Python: How can I check the number of pending tasks in a multiprocessing.Pool?

No airtight way that I know of, but if you use the Pool.imap_unordered() function instead of map_async, you can intercept the elements that are processed.

import multiprocessing
import time

process_count = 4

def mytask(num):
    print('Started task, sleeping %s' % num)
    time.sleep(num)
    # Actually, you should return the job you've created here.
    return num

pool = multiprocess.Pool(process_count)
jobs  = []
items = [1,2,3,4,5,3,2,3,4,5,2,3,2,3,4,5,6,4]
job_count = 0
for job in pool.imap_unordered(mytask, items):
    jobs.append(job)
    job_count += 1

    incomplete = len(items) - job_count
    unsubmitted = max(0, incomplete - process_count)
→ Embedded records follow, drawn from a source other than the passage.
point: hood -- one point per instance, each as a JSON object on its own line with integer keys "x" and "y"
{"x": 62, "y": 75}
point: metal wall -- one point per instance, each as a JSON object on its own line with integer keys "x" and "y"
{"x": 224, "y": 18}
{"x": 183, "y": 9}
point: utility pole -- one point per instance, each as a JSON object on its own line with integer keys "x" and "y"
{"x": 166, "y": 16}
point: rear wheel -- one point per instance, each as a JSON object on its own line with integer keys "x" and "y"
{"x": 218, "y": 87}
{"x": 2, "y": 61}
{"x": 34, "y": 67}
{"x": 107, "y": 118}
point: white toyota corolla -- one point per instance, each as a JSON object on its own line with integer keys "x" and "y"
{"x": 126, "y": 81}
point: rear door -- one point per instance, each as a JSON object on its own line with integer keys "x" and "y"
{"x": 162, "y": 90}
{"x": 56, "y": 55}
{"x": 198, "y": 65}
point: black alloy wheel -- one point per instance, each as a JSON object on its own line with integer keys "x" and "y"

    print "Jobs incomplete: %s. Unsubmitted: %s" % incomplete, unsubmitted

pool.close()

I'm subtracting process_count, because you can pretty much assume that all processes will be processing with one of two exceptions: 1) if you use an iterator, there may not be further items left to consume and process, and 2) You may have fewer than 4 items left. I didn't code in for the first exception. But it should be pretty easy to do so if you need to. Anyway, your example uses a list so you shouldn't have that problem.
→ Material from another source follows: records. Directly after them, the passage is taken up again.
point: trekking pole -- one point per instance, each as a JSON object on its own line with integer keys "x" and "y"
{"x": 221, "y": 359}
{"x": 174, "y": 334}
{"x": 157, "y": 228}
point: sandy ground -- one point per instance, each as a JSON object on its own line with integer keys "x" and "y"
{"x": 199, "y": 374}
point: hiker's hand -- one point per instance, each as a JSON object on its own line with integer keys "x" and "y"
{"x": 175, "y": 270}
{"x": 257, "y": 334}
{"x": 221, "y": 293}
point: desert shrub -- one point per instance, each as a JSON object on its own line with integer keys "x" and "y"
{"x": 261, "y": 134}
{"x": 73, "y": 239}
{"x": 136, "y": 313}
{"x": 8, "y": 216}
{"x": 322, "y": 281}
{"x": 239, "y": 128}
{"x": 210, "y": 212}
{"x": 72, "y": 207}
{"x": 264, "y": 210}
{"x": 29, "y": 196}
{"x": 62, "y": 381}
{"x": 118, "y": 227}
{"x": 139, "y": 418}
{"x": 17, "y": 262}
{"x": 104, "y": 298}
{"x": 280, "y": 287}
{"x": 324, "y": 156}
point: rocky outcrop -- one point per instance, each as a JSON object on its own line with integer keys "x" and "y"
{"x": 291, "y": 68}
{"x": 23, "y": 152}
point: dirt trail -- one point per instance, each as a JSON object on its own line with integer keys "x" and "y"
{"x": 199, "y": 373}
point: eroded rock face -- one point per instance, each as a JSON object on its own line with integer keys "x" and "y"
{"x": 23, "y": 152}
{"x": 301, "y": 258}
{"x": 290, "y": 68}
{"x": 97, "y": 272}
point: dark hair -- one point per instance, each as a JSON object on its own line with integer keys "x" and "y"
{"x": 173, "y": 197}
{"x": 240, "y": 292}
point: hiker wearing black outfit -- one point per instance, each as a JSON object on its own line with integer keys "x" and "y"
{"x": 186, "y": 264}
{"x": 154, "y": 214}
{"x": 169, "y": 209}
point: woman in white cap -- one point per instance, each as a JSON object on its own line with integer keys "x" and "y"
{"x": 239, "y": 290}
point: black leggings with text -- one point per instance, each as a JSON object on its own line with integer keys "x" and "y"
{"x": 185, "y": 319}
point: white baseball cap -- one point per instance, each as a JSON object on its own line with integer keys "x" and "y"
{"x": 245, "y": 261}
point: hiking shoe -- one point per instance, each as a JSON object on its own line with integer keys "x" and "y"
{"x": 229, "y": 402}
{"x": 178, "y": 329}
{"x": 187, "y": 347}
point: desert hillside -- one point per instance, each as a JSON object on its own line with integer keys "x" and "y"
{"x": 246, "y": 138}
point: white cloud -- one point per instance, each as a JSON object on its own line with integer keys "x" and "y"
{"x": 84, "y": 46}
Edit: I also realized you're using a While loop, which makes it look like you're trying to update something periodically, say, every half second or something. The code I gave as an example will not do it that way. I'm not sure if that's a problem.


You can check the number of pending jobs by seeing Pool._cache attribute assuming that you are using apply_async. This is where ApplyResult is stored until they are available and equals to the number of ApplyResults pending.

import multiprocessing as mp
import random
import time


def job():
    time.sleep(random.randint(1,10))
    print("job finished")

if __name__ == '__main__':
    pool = mp.Pool(5)
    for _ in range(10):
        pool.apply_async(job)

    while pool._cache:
        print("number of jobs pending: ", len(pool._cache))
        time.sleep(2)

    pool.close()
    pool.join()

Looks like jobs._number_left is what you want. _ indicates that it is an internal value that may change at the whim of the developers, but it seems to be the only way to get that info.